We have shown that the heme molecule that carries oxygen in hemoglobin can also bind a ligand pocket in Rev-erb and regulate its activity (4). We don’t yet understand the physiological implications of that interaction, and heme’s role in hemoglobin has a much larger effect on the body than whatever it's doing to Rev-erb. But Rev-erb is potentially druggable, and we can knock it out genetically or add more of it to the whole body or to specific tissues to evaluate the effects of loss or gain of Rev-erb in different cell types. But when we take it out, we're taking it out all the time, and when we put it in, we're putting it in all the time, so it's very difficult to mimic its circadian functions in those experiments.
Rev-erb and other clock factors drive so many phenomena all over the body in a circadian manner. And yet, when we give drugs, we typically imagine that the target of the drug is present 24/7. But if we know that the target is not there half of the day, we might want to design a drug that’s only there when the target is there in order to reduce side effects. We’ve demonstrated this chronopharmacology approach in model organisms, and while it would be challenging to apply to humans, it could show great promise even in taking existing drugs and improving their therapeutic indexes (5,6).
The idea of mismatch between the internal clock and the environment could be used to guide behavioral interventions for night shift workers. The right time to eat is when the body's clock thinks it's light because that’s when we’ve been programmed to eat. If we could identify biomarkers that tell us where a person’s internal clock is relative to the right time, we could possibly develop a quick test to tell someone where he or she is in the clock and when would be the best time to eat.

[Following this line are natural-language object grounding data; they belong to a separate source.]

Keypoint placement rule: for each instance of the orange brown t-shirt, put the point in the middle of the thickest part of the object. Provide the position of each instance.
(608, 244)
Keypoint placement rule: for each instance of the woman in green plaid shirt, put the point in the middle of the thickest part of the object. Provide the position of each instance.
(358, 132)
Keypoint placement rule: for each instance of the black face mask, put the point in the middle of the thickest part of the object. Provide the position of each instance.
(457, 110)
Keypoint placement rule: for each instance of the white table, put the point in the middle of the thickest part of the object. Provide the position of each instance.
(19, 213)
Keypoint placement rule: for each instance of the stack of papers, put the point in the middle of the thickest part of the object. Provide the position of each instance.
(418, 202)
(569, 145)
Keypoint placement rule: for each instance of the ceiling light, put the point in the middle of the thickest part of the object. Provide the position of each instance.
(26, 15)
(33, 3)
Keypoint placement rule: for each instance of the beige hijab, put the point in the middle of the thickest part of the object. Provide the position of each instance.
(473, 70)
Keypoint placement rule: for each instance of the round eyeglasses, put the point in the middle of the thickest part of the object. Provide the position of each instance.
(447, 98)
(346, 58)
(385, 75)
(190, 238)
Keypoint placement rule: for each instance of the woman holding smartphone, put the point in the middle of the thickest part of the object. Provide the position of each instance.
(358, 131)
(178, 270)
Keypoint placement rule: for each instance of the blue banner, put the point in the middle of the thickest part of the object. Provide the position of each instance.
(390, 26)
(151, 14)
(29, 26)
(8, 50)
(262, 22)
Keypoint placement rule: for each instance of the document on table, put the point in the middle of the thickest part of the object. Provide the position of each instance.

This interview has been condensed and edited for clarity.
References
- Lazar, M.A., Hodin, R.A., Darling, D.S., & Chin, W.W. A novel member of the thyroid/steroid hormone receptor family is encoded by the opposite strand of the rat c-erbA alpha transcriptional unit. Mol Cell Biol 9, 1128-1136 (1989).
- Balsalobre, A., Damiola, F., & Schibler, U. A serum shock induces circadian gene expression in mammalian tissue culture cells. Cell 93, 929-937 (1998).
- Adlanmerini, M. et al. Rev-erb nuclear receptors in the suprachiasmatic nucleus control circadian period and restrict diet-induced obesity. Sci Adv 7, eabh2007 (2021).
- Yin, L. et al. Rev-erbα, a heme sensor that coordinates metabolic and circadian pathways. Science 318, 1786-1789 (2007).
- Guan, D. et al. Diet-induced circadian enhancer remodeling synchronizes opposing hepatic lipid metabolic processes. Cell 174, 831-842 (2018).
- Everett, L.J. & Lazar, M.A. Nuclear receptor Rev-erbα: up, down, and all around. Trends Endocrinol Metab 25, 586-592 (2014).